When Alyssa G. Rieber, MD, was 21 and a first-year medical student at the University of Alabama School of Medicine, she was diagnosed with Stage II Hodgkin lymphoma. At the ASCO meeting, she told the audience that this personal experience has given her a valuable perspective on treating the patients she sees today as Assistant Professor in the Department of General Oncology, Division of Cancer Medicine, at the University of Texas MD Anderson Cancer Center.

While a medical student, Rieber underwent four months of chemotherapy and then radiation, managing to continue on with her classes.

Unmarried at the time of diagnosis, Rieber learned how it feels to be a patient. Her mother, who did not cook, “started cooking like crazy,” Rieber remembered, in order to fill her daughter with nutritious food. “She would cook and I would throw food away,” Rieber said.
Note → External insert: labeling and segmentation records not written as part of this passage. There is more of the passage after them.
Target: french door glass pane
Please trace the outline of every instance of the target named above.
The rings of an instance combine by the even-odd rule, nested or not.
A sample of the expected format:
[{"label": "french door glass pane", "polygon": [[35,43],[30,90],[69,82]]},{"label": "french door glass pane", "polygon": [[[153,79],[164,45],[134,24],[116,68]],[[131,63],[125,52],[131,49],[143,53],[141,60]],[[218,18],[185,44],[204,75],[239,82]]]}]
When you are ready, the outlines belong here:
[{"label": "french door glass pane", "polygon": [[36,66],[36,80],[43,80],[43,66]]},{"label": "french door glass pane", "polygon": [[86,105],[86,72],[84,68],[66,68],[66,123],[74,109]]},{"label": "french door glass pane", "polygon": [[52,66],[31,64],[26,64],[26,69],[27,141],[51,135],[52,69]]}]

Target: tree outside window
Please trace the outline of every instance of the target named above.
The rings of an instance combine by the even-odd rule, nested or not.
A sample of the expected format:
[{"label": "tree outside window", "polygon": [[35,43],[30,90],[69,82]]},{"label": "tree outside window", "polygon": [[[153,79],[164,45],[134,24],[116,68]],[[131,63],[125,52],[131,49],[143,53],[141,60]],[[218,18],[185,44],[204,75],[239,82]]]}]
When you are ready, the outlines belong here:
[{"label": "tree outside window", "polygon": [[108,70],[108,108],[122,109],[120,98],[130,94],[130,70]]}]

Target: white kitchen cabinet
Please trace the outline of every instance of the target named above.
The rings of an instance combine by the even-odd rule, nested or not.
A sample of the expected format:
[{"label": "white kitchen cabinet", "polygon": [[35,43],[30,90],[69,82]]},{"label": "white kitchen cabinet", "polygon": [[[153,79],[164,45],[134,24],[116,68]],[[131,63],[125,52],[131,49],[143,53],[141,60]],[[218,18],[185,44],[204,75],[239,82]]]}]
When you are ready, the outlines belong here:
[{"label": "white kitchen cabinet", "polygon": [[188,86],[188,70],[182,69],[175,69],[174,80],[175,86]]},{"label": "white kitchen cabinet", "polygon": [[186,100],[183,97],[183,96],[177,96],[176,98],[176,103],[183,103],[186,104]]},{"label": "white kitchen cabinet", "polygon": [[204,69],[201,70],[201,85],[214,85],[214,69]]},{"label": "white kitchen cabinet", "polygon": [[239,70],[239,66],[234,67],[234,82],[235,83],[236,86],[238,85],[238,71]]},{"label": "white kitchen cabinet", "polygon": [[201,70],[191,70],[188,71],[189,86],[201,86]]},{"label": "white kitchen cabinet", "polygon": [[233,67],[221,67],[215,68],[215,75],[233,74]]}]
She lost her appetite and had a metallic taste in her mouth. “I lost my hair, and everybody was concerned.” She resorted to wigs, “which are always too hot and itchy, and you end up wearing a hat anyway,” she remembered.

Rieber, now married with two young daughters, said that today when she interacts with families as an oncologist she tries to bring “honesty, empathy, encouragement, and hope.” She noted that “being able to talk to the person [oncologist] as someone who's gone through this is very helpful,” and that “Sometimes hope is all we have to offer to get them through the day.”

She said her experience as a cancer patient has helped her better understand the following:

 

  • The family response to a loved one's diagnosis of cancer brings shock, fear, and anxiety for everyone, and coping is different for everyone;
  • Family members have a heightened sense of their own mortality;
  • There may be a concern among some family members that cancer can be “caught,” especially among children (who need a careful explanation on their own level that cancer is not infectious);
  • The time to treatment seems extremely long to families, who have a sense of urgency; this requires taking the time to give an explanation of the steps needed to determine the best treatment before therapy can begin;
  • The family has concerns about the cancer patient's physical changes, such as weight loss, which can lead to battles over nutrition—wanting to feed the patient when he or she has no appetite and cannot eat. “I tell the patient, ‘Drink a shake,’ and I tell the family, ‘Back off,’” Rieber said;
  • The end of treatment doesn't necessarily mean a return to normalcy: “Just because treatment is over, that doesn't mean patients are back to ‘normal.’ Many people don't just bounce back,” Rieber said;
  • The end of treatment does not mean the end of worry, and of “the anxiety that never goes away.” The cancer survivor may feel that “every little lump is cancer until proven otherwise. The patients will have that forever.”